LINKS TO OTHER ACTIVITIES This activity relates to activities in adult and pediatric care and treatment, laboratory infrastructure, safe blood, TB/HIV, FP, Malaria, Cervical cancer screening and strategic information. Pregnant women who present for counseling and testing services will be provided with information about the PMTCT program and referred accordingly. ART treatment services for infants and mothers will be provided through ART services. Basic pediatric care support, including TB care, is provided for infants and children through pediatric care and treatment activities. Linkages to OVC services will be made for orphans and vulnerable children.

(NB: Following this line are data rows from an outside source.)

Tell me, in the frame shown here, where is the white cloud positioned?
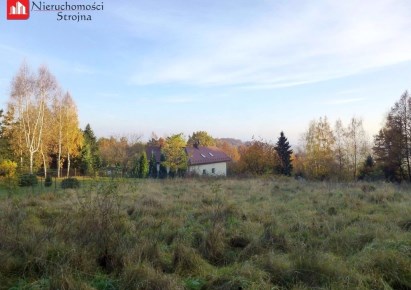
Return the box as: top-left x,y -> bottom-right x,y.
325,98 -> 366,105
120,0 -> 411,88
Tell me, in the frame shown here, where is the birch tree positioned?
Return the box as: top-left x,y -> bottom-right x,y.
9,63 -> 57,174
345,117 -> 368,180
63,92 -> 83,177
52,92 -> 64,177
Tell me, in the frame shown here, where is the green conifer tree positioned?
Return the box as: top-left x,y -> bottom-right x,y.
275,132 -> 293,176
138,152 -> 149,178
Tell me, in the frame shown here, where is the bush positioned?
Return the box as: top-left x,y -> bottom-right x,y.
19,174 -> 39,186
61,177 -> 80,188
44,175 -> 53,187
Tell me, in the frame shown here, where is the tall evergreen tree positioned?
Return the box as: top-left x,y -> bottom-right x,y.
148,153 -> 157,178
275,132 -> 293,176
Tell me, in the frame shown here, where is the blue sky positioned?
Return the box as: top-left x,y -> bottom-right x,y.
0,0 -> 411,144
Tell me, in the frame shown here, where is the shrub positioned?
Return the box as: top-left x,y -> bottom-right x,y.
19,174 -> 38,186
61,177 -> 80,188
44,175 -> 53,187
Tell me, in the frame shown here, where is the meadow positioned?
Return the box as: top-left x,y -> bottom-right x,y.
0,178 -> 411,290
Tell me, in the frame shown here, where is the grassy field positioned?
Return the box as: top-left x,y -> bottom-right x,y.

POPULATIONS BEING TARGETED This activity targets pregnant women and their family members. Activities also target military personnel, civilian employees, dependents and the general population in the communities surrounding the 20 sites.
EMPHASIS AREAS This activity will address gender equity in HIV/AIDS programs by specifically targeting pregnant women and girls for counseling, testing and treatment.
In COP10, under 'PEPFAR Nigeria's accelerated PMTCT plan', DoD, will strengthen its support to PMTCT service delivery by implementing activities that further improve the coverage and quality of PMTCT services. These activities will be directed towards increasing utilization of PMTCT services at existing service outlets through demand creation in collaboration with community resources and ensuring the upgrade of existing supported PHCs offering stand alone HIV counseling and testing to render at least minimal package of PMTCT services. In order to leverage resources, priority will be given to PHCs located in the selected focal states with presence of other donor agencies and in local government areas already earmarked for HSS support through GFATM. Where new sites are envisioned, those that are used for national ANC sero-sentinel surveys but yet to commence PMTCT services as well as PHCs located in communities with high HIV prevalence rates above the National average will be given priority.